Wile_E_Coyote · August 7, 2022, 6:26pm

@Eddy_Offermann My macro calculates ALL available “chi2” values (and the “nll”) for ANY fit option. This is intentional.
You are really supposed to run it three times, changing the fit option ("" = Neyman chi2, "P" = Pearson chi2, "L" = log-likelihood).
If you do it, you will notice that with ANY fit option, “h->Chisquare(f, "")” returns the “Neyman chi2” and “h->Chisquare(f, "L")” returns the “Baker-Cousins likelihood chi2”.
@moneta There is no way to get the “Pearson chi2” from the “TH1::Chisquare” method, and I think this should be added (i.e., “h->Chisquare(f, "P")” is missing).
The “f->GetChisquare()” returns a wrong value only for the log-likelihood fit.

Eddy_Offermann · August 7, 2022, 6:47pm

Out of all these permutations only three are really relevant, no point of running “P” and doing the “N” by hand. My change implemented that. The whole implementation is not consistent,
it is possible to invoke “PL” …

Wile_E_Coyote · August 7, 2022, 6:51pm

@Eddy_Offermann The purpose of the “TH1::Chisquare” method is to calculate the “chi2” of your histogram with ANY function you want (and it should be able to calculate any available “chi2”). This method is NOT associated with fitting at all (i.e., you do not need to fit the histogram at all).
The “TF1::GetChisquare” method is supposed to return the “chi2” that was calculated when fitting this function to some object (e.g., a histogram or a graph, but note that it doesn’t know which object was fitted).

moneta · August 8, 2022, 7:18am

Hi,

TF1::GetChisquare returns the chi2 value that is computed during fitting, using the fitted data and it is computed together with the number of degree of freedom, TF1::GetNdf.
In the case of binned likelihood fit I agree this is confusing, it returns the Neyman chi2 using your fitter function.
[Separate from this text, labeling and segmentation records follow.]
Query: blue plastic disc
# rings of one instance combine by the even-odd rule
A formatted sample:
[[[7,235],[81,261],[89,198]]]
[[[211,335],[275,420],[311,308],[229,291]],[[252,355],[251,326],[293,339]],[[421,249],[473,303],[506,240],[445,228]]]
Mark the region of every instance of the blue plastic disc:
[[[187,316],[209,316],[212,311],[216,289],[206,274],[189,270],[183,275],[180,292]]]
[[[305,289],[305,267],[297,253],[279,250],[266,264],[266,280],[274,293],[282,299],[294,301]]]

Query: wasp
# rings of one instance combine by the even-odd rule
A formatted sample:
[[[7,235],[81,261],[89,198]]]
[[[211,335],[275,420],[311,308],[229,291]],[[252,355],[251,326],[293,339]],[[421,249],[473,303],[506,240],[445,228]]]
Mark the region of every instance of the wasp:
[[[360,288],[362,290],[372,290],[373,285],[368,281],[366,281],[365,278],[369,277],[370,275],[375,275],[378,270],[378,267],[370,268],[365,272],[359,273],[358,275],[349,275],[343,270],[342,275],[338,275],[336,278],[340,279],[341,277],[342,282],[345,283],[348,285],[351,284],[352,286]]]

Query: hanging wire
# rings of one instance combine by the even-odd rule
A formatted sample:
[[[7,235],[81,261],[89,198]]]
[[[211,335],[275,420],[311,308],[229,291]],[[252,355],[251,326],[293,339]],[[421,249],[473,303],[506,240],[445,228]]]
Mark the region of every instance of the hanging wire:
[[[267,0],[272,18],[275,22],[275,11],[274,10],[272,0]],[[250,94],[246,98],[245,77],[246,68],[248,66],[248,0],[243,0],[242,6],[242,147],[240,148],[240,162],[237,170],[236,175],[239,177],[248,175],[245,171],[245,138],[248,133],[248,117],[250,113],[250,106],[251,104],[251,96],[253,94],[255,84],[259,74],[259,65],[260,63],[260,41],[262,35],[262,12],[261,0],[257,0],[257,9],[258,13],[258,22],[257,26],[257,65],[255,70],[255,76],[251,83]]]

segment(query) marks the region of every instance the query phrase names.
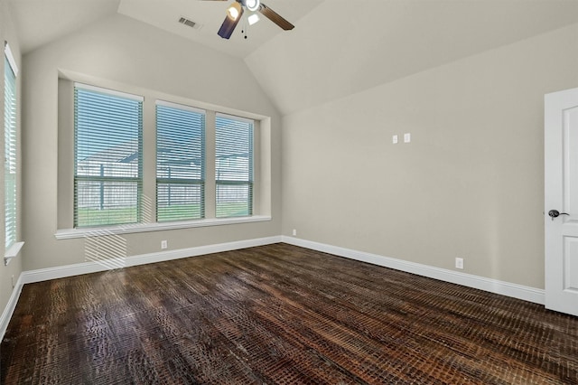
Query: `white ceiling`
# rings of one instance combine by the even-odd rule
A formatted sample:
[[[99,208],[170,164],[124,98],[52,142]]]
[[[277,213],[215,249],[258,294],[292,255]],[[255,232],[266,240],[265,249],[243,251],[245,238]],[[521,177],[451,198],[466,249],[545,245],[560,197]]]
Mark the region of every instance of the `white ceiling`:
[[[578,23],[578,0],[264,0],[295,29],[263,17],[228,41],[233,0],[5,1],[23,53],[120,14],[242,58],[284,114]]]
[[[9,0],[19,28],[21,48],[28,52],[116,13],[178,34],[210,48],[244,58],[284,32],[266,17],[241,33],[245,18],[228,41],[217,34],[230,1],[202,0]],[[294,24],[322,0],[266,0]],[[248,13],[246,13],[246,15]],[[179,23],[185,17],[200,28]],[[246,16],[245,16],[246,17]]]

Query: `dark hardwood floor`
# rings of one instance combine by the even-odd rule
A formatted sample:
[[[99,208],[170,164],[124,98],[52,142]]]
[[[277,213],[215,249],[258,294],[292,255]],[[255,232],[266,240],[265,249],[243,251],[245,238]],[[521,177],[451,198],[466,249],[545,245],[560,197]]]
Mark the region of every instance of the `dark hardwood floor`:
[[[286,244],[25,285],[3,384],[576,384],[578,318]]]

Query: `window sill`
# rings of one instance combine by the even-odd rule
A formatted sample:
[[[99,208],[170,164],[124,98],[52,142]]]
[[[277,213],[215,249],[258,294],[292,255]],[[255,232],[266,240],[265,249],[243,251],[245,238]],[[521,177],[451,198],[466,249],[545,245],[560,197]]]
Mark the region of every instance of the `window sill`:
[[[24,242],[16,242],[6,250],[4,254],[4,266],[8,266],[12,258],[18,257],[23,246],[24,246]]]
[[[228,224],[252,223],[271,221],[270,216],[254,215],[242,218],[223,218],[199,221],[187,221],[166,223],[140,223],[120,226],[95,227],[85,229],[62,229],[56,231],[57,239],[72,239],[75,238],[98,237],[104,235],[131,234],[149,231],[164,231],[169,230],[191,229],[196,227],[222,226]]]

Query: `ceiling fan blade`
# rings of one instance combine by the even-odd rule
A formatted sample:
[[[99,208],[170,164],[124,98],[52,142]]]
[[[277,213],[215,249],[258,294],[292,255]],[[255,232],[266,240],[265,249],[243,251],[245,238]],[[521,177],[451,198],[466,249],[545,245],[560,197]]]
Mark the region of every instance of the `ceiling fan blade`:
[[[243,7],[239,6],[238,7],[238,16],[237,16],[236,19],[233,19],[228,14],[227,17],[225,17],[225,20],[223,21],[223,23],[221,24],[220,28],[219,29],[219,32],[217,33],[217,34],[219,34],[223,39],[228,39],[229,37],[231,37],[231,34],[233,34],[233,31],[235,31],[235,27],[237,27],[237,24],[238,24],[239,20],[241,20],[241,16],[243,15],[243,12],[244,12],[243,11]]]
[[[263,3],[261,3],[261,5],[259,5],[259,12],[263,14],[265,17],[271,20],[273,23],[279,25],[282,29],[285,31],[292,30],[295,27],[294,24],[287,22],[285,19],[281,17],[279,14],[277,14],[276,12],[275,12],[274,10],[272,10]]]

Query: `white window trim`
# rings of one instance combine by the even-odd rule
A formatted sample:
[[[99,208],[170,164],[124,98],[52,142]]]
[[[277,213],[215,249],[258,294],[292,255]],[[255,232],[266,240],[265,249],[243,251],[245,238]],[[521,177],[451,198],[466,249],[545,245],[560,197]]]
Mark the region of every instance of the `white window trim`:
[[[165,231],[170,230],[192,229],[208,226],[222,226],[229,224],[253,223],[271,221],[269,215],[253,215],[238,218],[211,218],[195,221],[183,221],[160,223],[136,223],[118,226],[105,226],[80,229],[59,230],[54,234],[57,239],[72,239],[75,238],[93,237],[96,235],[119,235],[148,231]]]
[[[8,44],[8,42],[4,42],[4,53],[5,55],[6,55],[6,59],[8,59],[8,62],[10,63],[10,67],[12,68],[12,71],[14,73],[14,78],[17,78],[18,66],[16,65],[14,55],[12,53],[12,50],[10,49],[10,45]]]

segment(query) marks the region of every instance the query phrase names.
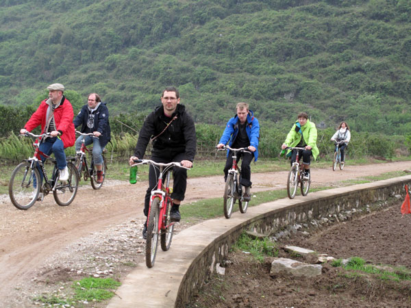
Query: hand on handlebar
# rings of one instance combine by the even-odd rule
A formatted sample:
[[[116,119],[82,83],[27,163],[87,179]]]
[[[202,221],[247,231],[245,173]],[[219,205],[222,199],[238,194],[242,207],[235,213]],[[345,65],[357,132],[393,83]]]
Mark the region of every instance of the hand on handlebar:
[[[190,162],[189,160],[182,160],[180,162],[180,164],[182,164],[182,166],[183,167],[186,167],[186,168],[192,167],[192,163],[191,162]]]

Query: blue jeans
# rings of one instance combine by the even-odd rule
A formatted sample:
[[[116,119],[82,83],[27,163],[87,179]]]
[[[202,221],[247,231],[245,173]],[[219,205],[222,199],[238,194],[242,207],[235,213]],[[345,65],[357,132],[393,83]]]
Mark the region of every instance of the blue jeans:
[[[103,149],[100,146],[100,140],[97,138],[93,138],[91,136],[81,136],[77,140],[75,140],[75,151],[80,151],[82,147],[82,140],[84,138],[84,144],[88,146],[92,144],[92,158],[94,159],[95,165],[101,166],[103,164],[103,156],[101,153]]]
[[[63,170],[67,166],[67,162],[66,162],[66,153],[64,153],[64,145],[61,139],[59,139],[57,137],[47,138],[40,144],[38,149],[49,156],[51,155],[51,153],[53,153],[55,161],[57,162],[57,168],[58,168],[59,170]],[[46,160],[46,157],[43,155],[40,155],[40,157],[42,162]],[[38,165],[37,168],[40,172],[40,179],[42,183],[43,175],[41,172],[40,166]],[[36,179],[34,179],[33,184],[34,185],[34,187],[36,187]]]

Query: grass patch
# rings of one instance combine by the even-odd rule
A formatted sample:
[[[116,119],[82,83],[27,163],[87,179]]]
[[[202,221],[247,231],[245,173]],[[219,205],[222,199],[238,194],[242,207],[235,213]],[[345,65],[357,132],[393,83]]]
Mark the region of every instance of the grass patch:
[[[411,272],[403,267],[391,268],[390,266],[377,266],[373,264],[366,264],[364,259],[359,257],[353,257],[344,265],[342,260],[339,259],[332,263],[334,267],[342,267],[349,271],[356,271],[349,273],[347,277],[353,278],[358,277],[358,272],[372,275],[375,275],[382,280],[393,280],[399,281],[402,280],[411,281]]]
[[[119,287],[121,283],[111,278],[86,277],[75,281],[71,287],[73,294],[63,298],[55,295],[45,294],[35,297],[34,300],[49,305],[75,305],[79,301],[101,302],[114,296],[112,290]],[[76,306],[77,307],[77,306]]]
[[[72,287],[75,290],[73,298],[76,300],[95,300],[101,302],[113,297],[114,293],[111,290],[121,285],[121,283],[111,278],[84,278],[73,283]]]
[[[265,257],[278,256],[278,249],[275,244],[264,238],[264,240],[254,240],[245,233],[241,233],[238,240],[233,245],[233,248],[250,253],[259,262],[264,261]]]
Probably we should return in that case the Baker-Cousins likelihood ratio, which is 2 * FitResult::MinimumFcn(). I think was kept like this for backward compatibility with the previous fitting code.
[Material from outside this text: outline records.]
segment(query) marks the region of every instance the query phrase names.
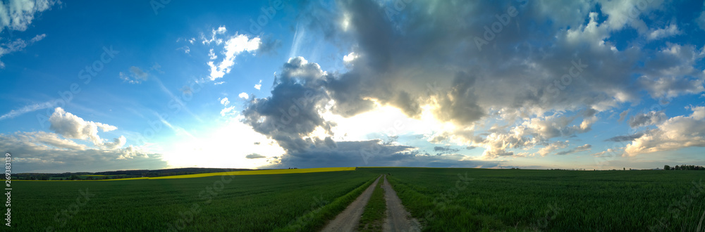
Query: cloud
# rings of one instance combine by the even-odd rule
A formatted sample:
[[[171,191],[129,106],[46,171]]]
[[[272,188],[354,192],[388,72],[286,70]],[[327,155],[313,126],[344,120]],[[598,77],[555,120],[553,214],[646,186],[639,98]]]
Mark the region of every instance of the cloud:
[[[161,67],[159,65],[155,67]],[[136,66],[130,67],[130,73],[125,74],[123,72],[120,72],[119,75],[120,79],[130,84],[142,83],[142,82],[146,81],[149,77],[149,74],[148,72],[142,71],[142,69]]]
[[[230,104],[230,101],[228,100],[228,98],[223,98],[219,100],[221,101],[221,104],[223,105],[228,106],[228,104]]]
[[[642,20],[663,8],[660,1],[639,8],[638,17],[630,15],[638,1],[419,1],[396,15],[386,11],[393,1],[341,1],[333,10],[308,4],[300,18],[308,22],[297,24],[292,53],[301,52],[302,38],[325,39],[348,53],[346,68],[324,72],[293,57],[276,73],[271,96],[252,98],[243,112],[243,122],[277,141],[286,155],[317,151],[326,138],[343,136],[333,134],[336,122],[322,115],[350,118],[389,106],[452,125],[428,141],[483,147],[483,159],[525,155],[512,149],[545,148],[547,155],[568,146],[553,138],[590,131],[601,112],[649,96],[705,91],[698,68],[705,53],[697,47],[637,43],[680,31],[674,23],[651,33]],[[516,16],[477,46],[474,38],[484,38],[496,15],[511,8]],[[638,38],[618,47],[612,36],[626,28]],[[628,112],[620,115],[623,120]],[[503,126],[479,130],[493,127],[489,122]]]
[[[98,136],[98,131],[104,132],[114,131],[118,128],[106,124],[85,121],[78,116],[66,112],[61,108],[56,108],[49,117],[49,129],[65,138],[89,141],[98,147],[116,149],[125,145],[124,136],[115,138],[113,142],[106,142]]]
[[[700,27],[700,29],[705,30],[705,11],[700,13],[700,16],[695,19],[695,23]]]
[[[329,97],[320,90],[328,74],[315,63],[298,57],[284,64],[271,96],[251,98],[242,115],[255,131],[276,140],[289,152],[305,150],[321,138],[310,138],[317,128],[331,134],[333,123],[319,114]]]
[[[0,32],[8,30],[24,32],[32,24],[35,15],[49,10],[59,1],[16,0],[0,2]]]
[[[259,83],[255,85],[255,89],[257,89],[257,90],[259,90],[259,89],[262,88],[262,80],[260,79],[259,80]]]
[[[651,31],[651,32],[649,34],[649,39],[654,40],[663,39],[680,34],[682,33],[683,32],[678,30],[678,26],[672,23],[670,25],[664,28],[659,28]]]
[[[644,131],[625,148],[627,155],[634,156],[661,150],[687,147],[705,147],[705,107],[689,108],[689,116],[676,116],[656,124],[656,129]]]
[[[541,156],[546,156],[546,155],[548,155],[548,153],[551,153],[553,150],[556,150],[556,149],[558,149],[558,148],[565,148],[568,145],[568,141],[556,141],[555,143],[548,144],[548,146],[545,146],[545,147],[539,149],[539,155],[541,155]]]
[[[624,120],[627,119],[627,115],[629,115],[630,110],[631,109],[627,109],[627,110],[622,111],[622,112],[619,114],[619,120],[617,120],[617,122],[622,122]]]
[[[11,119],[15,117],[20,116],[30,112],[47,109],[51,108],[53,106],[54,104],[52,104],[51,102],[45,102],[42,103],[25,105],[21,108],[17,110],[10,110],[10,112],[7,112],[6,114],[2,115],[1,116],[0,116],[0,120]]]
[[[223,41],[221,39],[216,39],[216,37],[218,34],[224,34],[226,32],[225,27],[219,27],[217,30],[214,30],[213,37],[210,39],[204,40],[203,44],[210,44],[212,42],[215,42],[217,45],[223,44]],[[261,44],[259,37],[250,39],[248,36],[245,34],[235,34],[228,37],[227,40],[224,41],[223,55],[225,57],[223,60],[217,64],[214,61],[208,62],[208,66],[210,67],[209,78],[212,81],[230,73],[233,65],[235,65],[235,58],[238,55],[243,52],[254,53],[259,49]],[[211,60],[217,58],[213,53],[211,53],[209,56]]]
[[[611,142],[626,142],[632,141],[634,139],[641,138],[644,134],[644,132],[637,132],[634,134],[625,135],[625,136],[616,136],[610,138],[605,139],[605,141]]]
[[[12,154],[13,172],[66,172],[165,168],[161,155],[129,146],[91,148],[50,132],[0,134],[0,149]]]
[[[646,113],[637,114],[629,119],[629,126],[632,128],[653,125],[666,120],[663,111],[651,111]]]
[[[262,159],[262,158],[266,158],[266,156],[262,155],[259,155],[259,154],[257,154],[257,153],[252,153],[252,154],[245,155],[245,157],[246,157],[247,159]]]
[[[468,159],[462,155],[421,155],[407,146],[381,140],[338,141],[305,153],[285,154],[263,168],[329,167],[495,167],[499,162]]]
[[[2,3],[0,3],[0,10],[1,10],[2,6]],[[0,17],[2,16],[2,11],[0,11]],[[0,21],[1,21],[1,18],[0,18]],[[0,32],[2,31],[2,28],[3,27],[0,27]],[[22,51],[22,49],[24,49],[27,46],[32,45],[34,43],[43,39],[46,37],[46,34],[37,34],[28,41],[22,39],[17,39],[11,42],[0,44],[0,58],[2,58],[4,55]],[[0,41],[1,41],[1,39],[2,38],[0,38]],[[5,63],[3,63],[2,60],[0,60],[0,68],[5,68]]]
[[[585,144],[585,145],[583,145],[583,146],[577,146],[577,147],[575,147],[575,148],[574,148],[572,149],[570,149],[570,150],[563,150],[563,151],[556,153],[556,155],[565,155],[572,154],[572,153],[579,153],[579,152],[581,152],[581,151],[589,150],[590,148],[592,148],[591,145]]]

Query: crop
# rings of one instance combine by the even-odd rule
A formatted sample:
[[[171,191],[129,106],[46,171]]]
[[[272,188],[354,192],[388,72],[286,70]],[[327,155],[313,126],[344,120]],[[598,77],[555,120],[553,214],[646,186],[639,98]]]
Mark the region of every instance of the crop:
[[[342,204],[326,208],[326,217],[305,221],[322,224],[347,206],[338,199],[354,200],[357,195],[350,193],[369,186],[377,176],[352,171],[122,181],[16,181],[13,227],[35,231],[263,231],[288,226],[301,215],[332,202]]]
[[[359,169],[391,174],[429,231],[692,231],[705,212],[697,171]]]

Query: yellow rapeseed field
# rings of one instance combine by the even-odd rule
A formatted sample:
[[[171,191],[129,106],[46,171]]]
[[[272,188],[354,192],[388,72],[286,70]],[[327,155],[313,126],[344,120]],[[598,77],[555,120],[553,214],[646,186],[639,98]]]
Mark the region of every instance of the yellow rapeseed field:
[[[235,171],[235,172],[212,172],[212,173],[201,173],[196,174],[188,174],[188,175],[177,175],[177,176],[158,176],[158,177],[136,177],[136,178],[124,178],[124,179],[110,179],[104,180],[83,180],[81,181],[128,181],[128,180],[143,180],[143,179],[183,179],[183,178],[197,178],[197,177],[206,177],[206,176],[238,176],[238,175],[267,175],[267,174],[292,174],[292,173],[309,173],[309,172],[338,172],[338,171],[355,171],[355,167],[318,167],[318,168],[305,168],[305,169],[264,169],[264,170],[251,170],[251,171]],[[85,176],[99,176],[99,175],[85,175]]]

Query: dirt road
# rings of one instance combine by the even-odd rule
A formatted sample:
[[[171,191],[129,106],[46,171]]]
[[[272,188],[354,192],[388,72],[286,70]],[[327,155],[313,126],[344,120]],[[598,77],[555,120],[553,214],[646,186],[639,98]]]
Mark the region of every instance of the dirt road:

I see also the documentation of TF1::GetChisquare is missing. I will add this with the suggested change in case of likelihood fits.

Thank you for the feedback !

Cheers

Lorenzo

Wile_E_Coyote · August 8, 2022, 7:23am

This is not the case.
See the numbers in my first post here (“Neyman chi2 = 7.94587” versus “f->GetChisquare()” which returns “8.2006239” ).

It seems this has already been raised a year ago or so (you fixed something but it’s still incorrect):

moneta · August 8, 2022, 8:41am

Hi,
Yes, they should return the same value and this is not correct.
The reason is that the Neyman chi2 computed by the FitResult class after a binned likelihood fit includes the empty-bins with an error=1. This is not correct, if one wants to include empty bins it should use the Pearson chi2.
I think we should change the FitResult class to compute as Chisquare the Baker-Cousins chi2 in case of binned likelihood fits, and, if one want to compute the Neyman (or Pearson) chi2, it should use ROOT::Fit::Chisquare or TH1::Chisquare.
I will open a GitHub issue for this. Thank you for raising this issue

Cheers

Lorenzo

Wile_E_Coyote · August 8, 2022, 8:48am

The"Baker-Cousins likelihood chi2" does include bins with zero content.
So, I think, if the log-likelihood fit is done, then the returned “chi2” should be “2 * FCN” (i.e., the proper “Baker-Cousins likelihood chi2”).

Then, if possible, please add the "P" option (“Pearson chi2”) to the “TH1::Chisquare” method.

moneta · August 8, 2022, 8:51am

I have created [hist] Chi-square computation in Binned likelihood fits · Issue #11143 · root-project/root · GitHub
summarising these findings.
Thank you !

Lorenzo